Lettre de John Gay à Jonathan Swift

14novembre 1726

Il y a près de dix jours qu’on a publié ici les Voyages d’un certain Gulliver ; ils ont été, depuis lors, le sujet de conversation de la ville entière. Tout le tirage a été vendu en une semaine ; et rien n’est plus divertissant que d’entendre les différentes opinions que les gens expriment à propos du livre, quoique tout le monde s’accorde à l’aimer passionnément. On dit partout que vous en êtes l’auteur mais le libraire, quant à lui, déclare tout ignorer de sa provenance. Du plus haut jusqu’au plus bas il est universellement lu : depuis le cabinet du Conseil jusqu’aux jardins d’enfants. Tous les politiciens conviennent qu’il ne s’y trouve aucune offense personnelle, mais que la satire des sociétés humaines en général est trop sévère. (...) Vous pouvez voir par là qu’on ne vous fait pas beaucoup d’offense en vous supposant l’auteur de ce livre.

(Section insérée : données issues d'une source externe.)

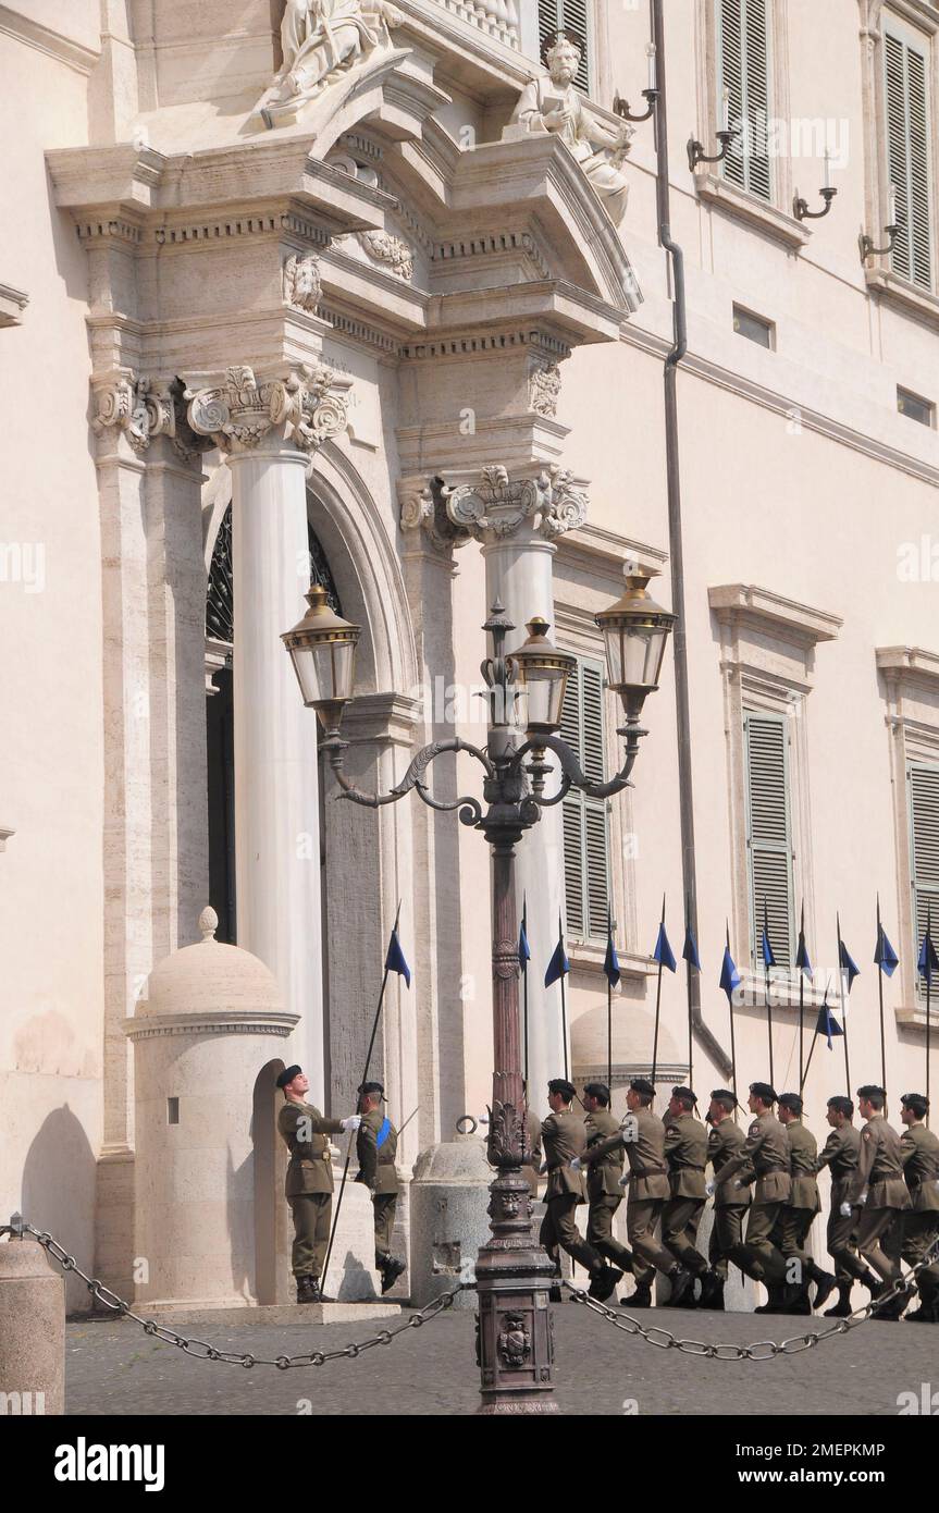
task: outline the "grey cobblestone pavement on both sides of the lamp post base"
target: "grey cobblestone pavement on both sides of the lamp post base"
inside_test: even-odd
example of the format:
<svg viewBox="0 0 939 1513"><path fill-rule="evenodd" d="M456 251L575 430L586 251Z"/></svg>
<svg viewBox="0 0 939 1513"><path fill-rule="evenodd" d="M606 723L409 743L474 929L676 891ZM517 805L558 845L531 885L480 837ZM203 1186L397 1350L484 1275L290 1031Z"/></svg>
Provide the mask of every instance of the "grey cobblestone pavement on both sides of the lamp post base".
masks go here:
<svg viewBox="0 0 939 1513"><path fill-rule="evenodd" d="M683 1309L643 1318L679 1336L732 1344L818 1327L818 1319ZM198 1331L219 1348L265 1356L334 1350L372 1333L366 1321ZM868 1322L798 1356L736 1363L656 1350L566 1303L555 1309L555 1342L558 1401L569 1415L875 1416L897 1415L901 1392L939 1389L934 1325ZM65 1374L70 1415L296 1415L302 1400L316 1415L470 1415L479 1401L467 1312L445 1313L357 1360L296 1371L192 1360L132 1324L73 1322Z"/></svg>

Si vous l’êtes, vous m’avez bien mal traité, ainsi que deux ou trois de vos meilleurs amis, en n’en n’ayant pas soufflé le moindre mot tandis que vous étiez parmi nous. (...) peut-être vous ai-je entretenu tout ce temps d’un livre que vous n’avez jamais vu, et qui n’a pas encore atteint l’Irlande ? S’il en était ainsi , je pense que ce que je vous en ai dit sera suffisant pour le recommander à votre attention, et pour que vous m’ordonniez de vous l’envoyer. Mais vous feriez beaucoup mieux de passer la mer vous-même, et de le lire ici, où vous pourrez jouir d’une grande variété de commentateurs pour vous en expliquer les passages difficiles. (...) Vous imaginez que nous vous envions, mais vous faites erreur, nous envions ceux qui sont avec vous, car nous ne pouvons envier l’homme que nous aimons. Adieu.